Governments that don’t want their people to hear international radio broadcasts sometimes engage in jamming. That means they either transmit noise or another program over the same frequency as the international broadcaster. To get around jamming, broadcasters have to transmit over multiple or changing frequencies, or greatly increase the strength of their signal.
United States international broadcasters include the Voice of America and Radio Free Asia. Both V-O-A and R-F-A broadcast in Mandarin, the language spoken by the majority of the Chinese people. They also broadcast in Cantonese and Tibetan. And R-F-A broadcasts in Uighur, which is spoken by millions of Chinese Muslims.
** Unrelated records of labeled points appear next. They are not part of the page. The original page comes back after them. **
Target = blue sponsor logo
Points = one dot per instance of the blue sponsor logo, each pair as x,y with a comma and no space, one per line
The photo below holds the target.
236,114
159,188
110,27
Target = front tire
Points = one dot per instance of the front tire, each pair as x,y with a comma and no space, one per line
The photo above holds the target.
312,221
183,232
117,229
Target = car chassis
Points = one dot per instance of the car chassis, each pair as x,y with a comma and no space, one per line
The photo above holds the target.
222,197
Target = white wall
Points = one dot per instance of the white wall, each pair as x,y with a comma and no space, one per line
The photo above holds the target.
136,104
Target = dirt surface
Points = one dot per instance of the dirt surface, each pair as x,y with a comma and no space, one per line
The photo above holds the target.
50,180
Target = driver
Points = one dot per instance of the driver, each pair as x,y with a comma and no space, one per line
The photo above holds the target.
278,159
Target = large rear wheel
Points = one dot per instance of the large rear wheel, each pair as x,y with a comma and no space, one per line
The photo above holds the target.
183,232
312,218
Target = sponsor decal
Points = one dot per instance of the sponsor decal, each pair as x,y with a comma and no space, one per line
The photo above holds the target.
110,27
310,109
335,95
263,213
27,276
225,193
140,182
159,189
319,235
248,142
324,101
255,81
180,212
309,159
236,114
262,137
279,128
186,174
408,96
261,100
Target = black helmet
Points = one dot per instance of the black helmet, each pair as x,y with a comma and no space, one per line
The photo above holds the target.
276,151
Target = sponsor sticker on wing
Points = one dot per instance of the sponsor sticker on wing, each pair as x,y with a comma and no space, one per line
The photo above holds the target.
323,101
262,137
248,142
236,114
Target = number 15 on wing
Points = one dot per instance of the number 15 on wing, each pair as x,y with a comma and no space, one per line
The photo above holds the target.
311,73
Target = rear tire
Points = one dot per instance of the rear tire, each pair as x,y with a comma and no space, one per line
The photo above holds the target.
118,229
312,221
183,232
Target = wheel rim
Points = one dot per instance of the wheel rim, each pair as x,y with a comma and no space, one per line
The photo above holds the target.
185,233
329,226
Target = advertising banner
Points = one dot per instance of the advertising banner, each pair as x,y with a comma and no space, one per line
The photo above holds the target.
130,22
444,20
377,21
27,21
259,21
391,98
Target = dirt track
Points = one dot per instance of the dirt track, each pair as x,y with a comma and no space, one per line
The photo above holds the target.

In an attempt to block these broadcasts, the Chinese government has been jamming V-O-A since 1989 and R-F-A since it went on the air in 1996. And as monitoring reports make clear, the jamming has become worse in the last couple of years, especially for broadcasts in Tibetan. In addition, China has been blocking the Internet sites of V-O-A and R-F-A, as well as their e-mail services.
To counter jamming, V-O-A and R-F-A use powerful transmitters and broadcast on multiple frequencies. As a result, large numbers of Chinese are still able to hear their programs. But this is very costly -- both to the U.S. and China. It is estimated that if the jamming were halted, the U.S. could save as much as half of the more than nine-million dollars it spends every year to transmit programs to China. And because jamming is about as expensive as broadcasting, China could save a lot of money too.
Frustrated Chinese radio listeners and Internet users must wonder: Why does their government continue to spend China’s scarce resources to try to keep information from them? This is all the more curious in view of the commitments to free exchange and openness that China made upon joining the World Trade Organization this year.
Despite China’s jamming, the U.S. continues to keep its commitments to the free flow of information. The U.S. does not interfere with broadcasts of China’s government radio on short-wave and on a number of affiliated A-M and F-M stations in the U.S. And China’s government television, C-C-T-V, is available on many cable systems across the U.S.
Jamming international broadcasts clearly violates the Universal Declaration of Human Rights. The declaration, adopted in 1948 by the United Nations General Assembly, says that, “Everyone has the right. . .to seek, receive, and impart information and ideas through any media and regardless of frontiers.” It is past time for the Chinese government to live up to its commitment to insure a free flow of information.